Opinion
My car kept making a thucka-thucka noise, but no one else could hear it
Nicola Redhouse
WriterIn the middle of the night, when dark thoughts come, I think about dictators and bushfire and pathogens, and I also think about a statistic I recently saw that said one in five Aussies is partial to having a go at fixing their own vehicles.
Sure, I’ve superglued school shoes back together, jimmied the bathroom door open using a credit card, and fashioned a spider catcher using only adrenalin and a disposable face mask, but when it comes to certain things – things that are heavy and move quickly on roads – I say, leave it to the professionals.

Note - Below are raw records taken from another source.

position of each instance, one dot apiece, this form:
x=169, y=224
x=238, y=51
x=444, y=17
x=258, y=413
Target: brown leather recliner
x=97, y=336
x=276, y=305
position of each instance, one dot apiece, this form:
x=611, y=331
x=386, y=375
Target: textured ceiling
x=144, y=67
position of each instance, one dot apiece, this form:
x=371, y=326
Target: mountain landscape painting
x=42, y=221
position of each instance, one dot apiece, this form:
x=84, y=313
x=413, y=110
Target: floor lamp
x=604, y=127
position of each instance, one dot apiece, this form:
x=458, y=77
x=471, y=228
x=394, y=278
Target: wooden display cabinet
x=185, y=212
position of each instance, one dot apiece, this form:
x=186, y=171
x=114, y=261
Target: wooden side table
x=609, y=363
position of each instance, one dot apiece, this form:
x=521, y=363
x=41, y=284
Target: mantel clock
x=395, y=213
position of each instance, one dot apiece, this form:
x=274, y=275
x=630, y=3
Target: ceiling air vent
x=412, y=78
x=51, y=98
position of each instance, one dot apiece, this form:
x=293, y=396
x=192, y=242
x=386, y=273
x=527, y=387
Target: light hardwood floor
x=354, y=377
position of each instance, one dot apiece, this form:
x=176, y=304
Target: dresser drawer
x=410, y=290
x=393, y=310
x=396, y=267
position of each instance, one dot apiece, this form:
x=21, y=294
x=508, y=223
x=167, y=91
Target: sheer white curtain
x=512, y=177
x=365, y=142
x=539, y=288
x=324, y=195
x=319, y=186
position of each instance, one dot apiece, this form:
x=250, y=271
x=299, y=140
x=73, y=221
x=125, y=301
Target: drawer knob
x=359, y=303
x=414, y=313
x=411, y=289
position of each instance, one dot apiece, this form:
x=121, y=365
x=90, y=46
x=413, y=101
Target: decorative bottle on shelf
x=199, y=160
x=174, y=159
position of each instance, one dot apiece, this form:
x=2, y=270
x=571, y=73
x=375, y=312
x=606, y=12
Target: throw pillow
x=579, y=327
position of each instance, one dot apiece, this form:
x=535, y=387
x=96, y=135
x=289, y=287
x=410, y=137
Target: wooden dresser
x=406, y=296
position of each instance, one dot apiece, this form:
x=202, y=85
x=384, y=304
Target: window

Something wasn’t right, but I had absolutely no idea what it was. Credit: Jim Pavlidis
“I have always depended on the knowledge of mechanics,” Blanche DuBois might say in the stage-production of my recent experience trying to identify the source of a noise that my car began making.
I am a car buffoon, a car ignoramus. My car knowledge was gleaned at age five from an illustration in a Richard Scarry book about things that drive and fly. An unwanted noise from my car equates to full vehicular collapse, by my reckoning.
“What kind of noise?” Glen, the mechanic, asked me, when I took it in.
This is a surprisingly difficult question to answer. “A noise like a hollow aluminium chain being dragged across a swamp,” I said, and when Glen did not reply I tried: “Sort of thukkathukkathukkathukka.”
He wrote something down. “But soft. Like something is loose or flapping,” I added, ominously.
“And where is it coming from?” he inquired.
Not knowing the anatomy of a car, I gestured to my own body, to my upper abdomen.
I had tried to record the noise on my phone the day before. I played it to him. He held it closer to his ear for a second listen.
“The tinkle tinkle sound?” he asked.
“No. That’s my bracelet hitting the microphone,” I explained.
“Well, best thing would be for us to take her for a whiz together so I can hear it,” he said.
Off we set, Glen at the helm, in silence.
Glen floored it round the carpark, hitting the gas and then slamming on the brakes. The noise did not happen.
“Can you drive a little slower?” I asked. “I think it is louder when I am driving slowly.”
He turned out onto the road, and my request was granted. It was peak hour. We inched forward. No noise.
I put the radio on, feeling it might trick the noise out of hiding. “Trump has argued that ...” a woman was saying.
Glen piped up: “Trump’s going to save the economy...” he started.
“Nope!” I turned it off. “No radio! Nope!”
The lack of The Noise was palpable.
“Could have been a branch,” he said.
“Could have been,” I said. “But it was more like ...” I thought I would try a more forceful approximation of the noise. I took a deep breath: “THRRRRTTTTTTHHHHRTTTTTTHH.”
A tiny bit of my spittle landed on his left hand. The lights had changed three times now, and we still had not moved.
“Sorry,” I said, about the spittle.
“Happens,” Glen said, about the absent noise. “Could have been anything. Probably a branch.”
We inched our way back to the garage. “Sorry”, I repeated, many times.
Glen was gracious. “Happens.”
Of course, later that day, collecting the kids from school, the noise returned. THRRRRTTTTTTHHHHRTTTTTTHHHHHRRRRRTTTTTTHHH.
“Can you hear that?” I asked my children.
I rang Glen. “The noise is back,” I said. “Really. I’m not imagining it.”
Glen told me to bring the car in for a service. “Then we can put it up on the lift and have a good look underneath.”
I took the car in the following Wednesday, and by lunchtime, he’d rung back. “Well, you were right,” he said. “There were a couple of bolts missing from the undercarriage. It was flapping about.”
I Ubered in to retrieve the car.
“Thanks, and sorry,” I said, though there was nothing to apologise for. I paid for the service.
The undercarriage. Bolts. There was learned knowledge held by the Glens of the world that I would always be reliant on, and that was how it ought to be. Cars, teeth, brain surgery – those kinds of matters.
Traffic was light when I drove out, being the middle of the day, and the sun was shining bright. The radio was playing a cover of a Fleetwood Mac song I love, and I turned it up loud. The accomplishment of having resolved the noise and the fact of this beautiful day and song coalesced into one of those moments of deep, joyous rightness, and I wound the window down, resting my arm on the car bit thingy where there’s space for an arm, and sang along.
Nicola Redhouse is a freelance writer and the author of Unlike the Heart: A Memoir of Brain and Mind.